Cuándo somos independientes y necesitamos ponerle un precio a nuestro servicio generalmente les sucede que:
– Cobramos poco
– Trabajamos muchas horas (más de lo que cobramos)
– El cliente no valoriza nuestro tiempo / conocimiento / servicio / experiencia
– Nos cuesta poner un precio a lo que hacemos
– El dinero no nos alcanza para nosotras mismas, ya que ponemos en prioridad: pagar gastos de nuestros hijos, obligaciones, deudas, etc…
¿Te suena familiar?
Con el tiempo entendimos que la falta de dinero no es el problema, sino la consecuencia de nuestras creencias y nuestra forma de actuar y relacionarnos con él.
Reflexionemos:
– ¿Quién le pone el precio a tu servicio? ¿Tu cliente o vos? ¿Quién elige pasarle un honorario bajo? ¿Quién es la primer persona que desvaloriza su propio conocimiento, tiempo o experiencia, aún cuando estamos prestando un servicio de calidad y con alto compromiso?

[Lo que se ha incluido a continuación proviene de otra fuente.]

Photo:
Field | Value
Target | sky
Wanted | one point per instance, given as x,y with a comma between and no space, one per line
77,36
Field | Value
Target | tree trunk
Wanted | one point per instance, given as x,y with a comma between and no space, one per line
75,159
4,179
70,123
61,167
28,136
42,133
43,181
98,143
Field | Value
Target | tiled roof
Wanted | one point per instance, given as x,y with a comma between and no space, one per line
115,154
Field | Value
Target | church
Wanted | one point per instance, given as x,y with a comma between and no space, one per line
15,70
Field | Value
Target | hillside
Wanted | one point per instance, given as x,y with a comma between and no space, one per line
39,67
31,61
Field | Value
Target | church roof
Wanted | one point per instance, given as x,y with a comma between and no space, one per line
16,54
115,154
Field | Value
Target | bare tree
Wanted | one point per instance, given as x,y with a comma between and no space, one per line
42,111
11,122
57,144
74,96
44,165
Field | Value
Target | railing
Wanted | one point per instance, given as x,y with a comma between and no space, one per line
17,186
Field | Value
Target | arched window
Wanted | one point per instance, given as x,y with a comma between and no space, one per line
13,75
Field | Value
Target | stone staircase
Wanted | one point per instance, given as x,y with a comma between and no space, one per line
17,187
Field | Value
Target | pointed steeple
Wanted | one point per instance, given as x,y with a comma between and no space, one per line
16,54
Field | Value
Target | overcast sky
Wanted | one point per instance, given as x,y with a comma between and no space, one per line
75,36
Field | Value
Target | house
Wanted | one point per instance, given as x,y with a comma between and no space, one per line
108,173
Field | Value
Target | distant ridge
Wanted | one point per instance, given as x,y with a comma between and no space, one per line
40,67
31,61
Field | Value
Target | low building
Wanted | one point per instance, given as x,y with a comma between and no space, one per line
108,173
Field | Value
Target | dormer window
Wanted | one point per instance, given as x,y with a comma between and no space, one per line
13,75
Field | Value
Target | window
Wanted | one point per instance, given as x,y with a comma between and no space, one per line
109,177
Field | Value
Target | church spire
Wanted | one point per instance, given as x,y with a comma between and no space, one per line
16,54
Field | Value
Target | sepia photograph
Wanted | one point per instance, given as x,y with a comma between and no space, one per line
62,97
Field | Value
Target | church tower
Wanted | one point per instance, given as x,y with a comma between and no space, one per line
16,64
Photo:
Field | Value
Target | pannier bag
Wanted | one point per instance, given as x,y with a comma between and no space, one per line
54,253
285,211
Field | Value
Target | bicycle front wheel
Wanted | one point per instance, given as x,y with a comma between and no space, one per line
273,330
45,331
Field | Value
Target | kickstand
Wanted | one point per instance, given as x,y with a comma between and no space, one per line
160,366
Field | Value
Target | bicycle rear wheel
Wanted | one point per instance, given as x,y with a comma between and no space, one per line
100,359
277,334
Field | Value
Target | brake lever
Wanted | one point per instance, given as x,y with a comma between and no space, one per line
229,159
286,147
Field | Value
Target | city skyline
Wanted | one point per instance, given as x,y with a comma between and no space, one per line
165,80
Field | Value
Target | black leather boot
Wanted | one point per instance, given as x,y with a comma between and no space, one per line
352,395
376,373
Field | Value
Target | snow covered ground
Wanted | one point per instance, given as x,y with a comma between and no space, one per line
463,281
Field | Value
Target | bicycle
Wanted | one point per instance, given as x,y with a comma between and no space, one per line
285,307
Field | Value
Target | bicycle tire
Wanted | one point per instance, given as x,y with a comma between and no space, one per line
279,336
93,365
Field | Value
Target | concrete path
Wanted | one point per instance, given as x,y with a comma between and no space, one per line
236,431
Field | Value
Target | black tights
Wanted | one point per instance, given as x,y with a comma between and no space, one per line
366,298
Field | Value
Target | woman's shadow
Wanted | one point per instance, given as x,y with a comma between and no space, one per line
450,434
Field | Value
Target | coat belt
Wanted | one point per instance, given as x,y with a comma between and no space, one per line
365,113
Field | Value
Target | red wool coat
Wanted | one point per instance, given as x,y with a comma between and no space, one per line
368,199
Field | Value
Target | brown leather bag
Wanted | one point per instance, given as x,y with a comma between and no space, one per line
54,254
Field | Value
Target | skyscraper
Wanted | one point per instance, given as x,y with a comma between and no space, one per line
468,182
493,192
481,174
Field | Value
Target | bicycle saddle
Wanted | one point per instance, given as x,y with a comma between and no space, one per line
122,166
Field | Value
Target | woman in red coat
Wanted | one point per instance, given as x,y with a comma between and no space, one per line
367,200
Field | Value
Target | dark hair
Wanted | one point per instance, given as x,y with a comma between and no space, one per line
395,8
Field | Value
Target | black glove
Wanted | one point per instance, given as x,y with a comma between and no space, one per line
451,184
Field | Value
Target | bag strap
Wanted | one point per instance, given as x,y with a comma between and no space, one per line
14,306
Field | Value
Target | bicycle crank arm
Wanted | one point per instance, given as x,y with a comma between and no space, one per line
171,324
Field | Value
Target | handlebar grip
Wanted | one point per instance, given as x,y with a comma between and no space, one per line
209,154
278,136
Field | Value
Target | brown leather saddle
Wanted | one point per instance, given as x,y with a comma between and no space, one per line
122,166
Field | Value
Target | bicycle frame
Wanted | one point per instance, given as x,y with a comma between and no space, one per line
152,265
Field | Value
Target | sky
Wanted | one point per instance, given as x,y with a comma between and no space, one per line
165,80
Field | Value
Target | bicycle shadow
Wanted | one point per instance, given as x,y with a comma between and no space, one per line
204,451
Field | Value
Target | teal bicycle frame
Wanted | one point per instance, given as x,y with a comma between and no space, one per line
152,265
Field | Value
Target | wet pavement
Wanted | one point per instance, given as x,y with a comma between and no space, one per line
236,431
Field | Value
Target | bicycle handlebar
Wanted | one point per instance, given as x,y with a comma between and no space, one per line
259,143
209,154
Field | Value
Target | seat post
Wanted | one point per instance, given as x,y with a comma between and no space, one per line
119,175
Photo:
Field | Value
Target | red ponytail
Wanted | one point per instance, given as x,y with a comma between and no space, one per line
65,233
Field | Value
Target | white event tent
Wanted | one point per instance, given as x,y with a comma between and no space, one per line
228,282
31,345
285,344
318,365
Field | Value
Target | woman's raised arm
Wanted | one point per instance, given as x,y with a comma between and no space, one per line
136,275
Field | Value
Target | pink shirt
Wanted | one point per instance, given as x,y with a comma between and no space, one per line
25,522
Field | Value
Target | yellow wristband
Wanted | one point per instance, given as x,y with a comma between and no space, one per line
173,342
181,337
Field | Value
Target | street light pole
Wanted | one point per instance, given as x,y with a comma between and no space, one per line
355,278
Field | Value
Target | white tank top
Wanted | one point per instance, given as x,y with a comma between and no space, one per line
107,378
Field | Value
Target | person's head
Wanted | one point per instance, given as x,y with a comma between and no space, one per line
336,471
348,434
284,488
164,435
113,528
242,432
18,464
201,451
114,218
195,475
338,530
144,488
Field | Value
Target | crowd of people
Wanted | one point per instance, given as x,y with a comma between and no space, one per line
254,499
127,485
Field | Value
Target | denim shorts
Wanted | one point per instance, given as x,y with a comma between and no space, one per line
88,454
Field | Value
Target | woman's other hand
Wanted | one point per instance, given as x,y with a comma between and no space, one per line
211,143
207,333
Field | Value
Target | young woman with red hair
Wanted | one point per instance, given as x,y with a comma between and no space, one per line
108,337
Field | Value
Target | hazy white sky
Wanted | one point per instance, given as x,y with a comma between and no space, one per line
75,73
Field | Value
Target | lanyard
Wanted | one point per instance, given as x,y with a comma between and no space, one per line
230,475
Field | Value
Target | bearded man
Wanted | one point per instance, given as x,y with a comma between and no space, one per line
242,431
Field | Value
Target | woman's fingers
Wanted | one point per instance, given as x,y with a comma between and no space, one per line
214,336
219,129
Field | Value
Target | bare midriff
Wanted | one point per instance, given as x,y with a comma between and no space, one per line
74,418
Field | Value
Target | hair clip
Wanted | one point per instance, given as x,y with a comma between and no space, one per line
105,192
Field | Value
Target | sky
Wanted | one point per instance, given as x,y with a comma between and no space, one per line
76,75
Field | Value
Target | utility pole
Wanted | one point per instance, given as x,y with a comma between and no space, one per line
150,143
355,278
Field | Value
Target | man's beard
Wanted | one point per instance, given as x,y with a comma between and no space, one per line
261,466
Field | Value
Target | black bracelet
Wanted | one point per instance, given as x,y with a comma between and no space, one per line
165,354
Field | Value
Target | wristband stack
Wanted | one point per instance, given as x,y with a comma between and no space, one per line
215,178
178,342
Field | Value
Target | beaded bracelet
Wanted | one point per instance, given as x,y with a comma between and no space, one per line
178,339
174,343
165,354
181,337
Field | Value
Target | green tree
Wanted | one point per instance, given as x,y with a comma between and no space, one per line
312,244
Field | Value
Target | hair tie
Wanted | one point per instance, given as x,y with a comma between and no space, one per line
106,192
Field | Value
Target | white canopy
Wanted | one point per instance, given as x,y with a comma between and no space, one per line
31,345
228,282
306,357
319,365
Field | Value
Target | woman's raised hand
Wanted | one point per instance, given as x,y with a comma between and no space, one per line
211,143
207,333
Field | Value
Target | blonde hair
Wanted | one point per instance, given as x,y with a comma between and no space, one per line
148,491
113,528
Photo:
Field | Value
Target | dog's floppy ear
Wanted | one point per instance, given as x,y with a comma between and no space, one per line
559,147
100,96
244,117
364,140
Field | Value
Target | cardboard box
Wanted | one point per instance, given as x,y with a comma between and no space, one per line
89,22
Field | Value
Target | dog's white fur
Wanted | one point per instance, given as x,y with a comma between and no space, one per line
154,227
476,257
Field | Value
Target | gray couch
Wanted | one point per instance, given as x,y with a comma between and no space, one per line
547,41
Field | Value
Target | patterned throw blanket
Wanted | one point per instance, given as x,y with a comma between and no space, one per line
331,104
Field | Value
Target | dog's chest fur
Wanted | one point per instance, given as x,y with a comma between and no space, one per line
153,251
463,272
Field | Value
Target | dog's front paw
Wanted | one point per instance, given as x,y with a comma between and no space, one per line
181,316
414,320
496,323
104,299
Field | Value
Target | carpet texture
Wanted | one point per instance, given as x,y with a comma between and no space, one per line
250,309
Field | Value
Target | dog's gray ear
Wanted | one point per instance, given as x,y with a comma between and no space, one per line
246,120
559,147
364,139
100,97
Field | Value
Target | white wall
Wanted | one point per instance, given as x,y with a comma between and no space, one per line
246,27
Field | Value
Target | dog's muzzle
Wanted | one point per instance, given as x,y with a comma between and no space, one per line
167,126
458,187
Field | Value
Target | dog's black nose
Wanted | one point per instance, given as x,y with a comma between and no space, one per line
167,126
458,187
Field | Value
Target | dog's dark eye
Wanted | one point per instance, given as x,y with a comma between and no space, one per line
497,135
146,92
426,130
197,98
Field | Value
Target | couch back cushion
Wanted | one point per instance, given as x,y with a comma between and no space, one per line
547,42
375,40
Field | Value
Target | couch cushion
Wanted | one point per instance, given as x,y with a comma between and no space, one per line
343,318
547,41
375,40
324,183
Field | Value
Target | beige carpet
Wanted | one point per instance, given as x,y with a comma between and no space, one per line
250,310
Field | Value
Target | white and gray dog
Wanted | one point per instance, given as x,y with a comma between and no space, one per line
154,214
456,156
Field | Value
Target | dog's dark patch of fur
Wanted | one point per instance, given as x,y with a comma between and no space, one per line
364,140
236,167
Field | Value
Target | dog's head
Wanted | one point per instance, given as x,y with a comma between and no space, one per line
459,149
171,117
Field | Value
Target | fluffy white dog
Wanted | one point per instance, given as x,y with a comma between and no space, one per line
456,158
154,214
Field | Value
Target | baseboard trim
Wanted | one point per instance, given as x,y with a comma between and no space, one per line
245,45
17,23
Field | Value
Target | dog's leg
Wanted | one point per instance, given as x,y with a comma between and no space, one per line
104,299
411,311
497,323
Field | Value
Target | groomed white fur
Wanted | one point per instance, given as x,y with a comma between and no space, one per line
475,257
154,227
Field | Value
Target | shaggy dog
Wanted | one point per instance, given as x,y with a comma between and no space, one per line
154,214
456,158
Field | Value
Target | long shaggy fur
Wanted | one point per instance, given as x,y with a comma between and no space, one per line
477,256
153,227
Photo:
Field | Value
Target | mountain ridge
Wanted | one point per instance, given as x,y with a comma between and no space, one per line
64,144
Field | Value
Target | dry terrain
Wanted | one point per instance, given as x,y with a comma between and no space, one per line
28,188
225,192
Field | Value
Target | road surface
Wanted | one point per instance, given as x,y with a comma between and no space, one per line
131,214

Habitualmente sucede que aprendimos a relacionarnos con el dinero desde el tabú, la desvalorización y la escasa formación en aspectos financieros.
Para romper con este ciclo de «falta de dinero», tenemos que entender, que el cambio empieza por una misma, por poner en valor que hacemos y lo que brindamos.
Por eso, querida WM! te decimos que:
Es posible que cobres bien por tus servicios y que tu cliente lo valore.
Es posible tener sobrante de dinero, incluso en contextos recesivos…
Es posible construir un bienestar económico si empezamos desde ahora.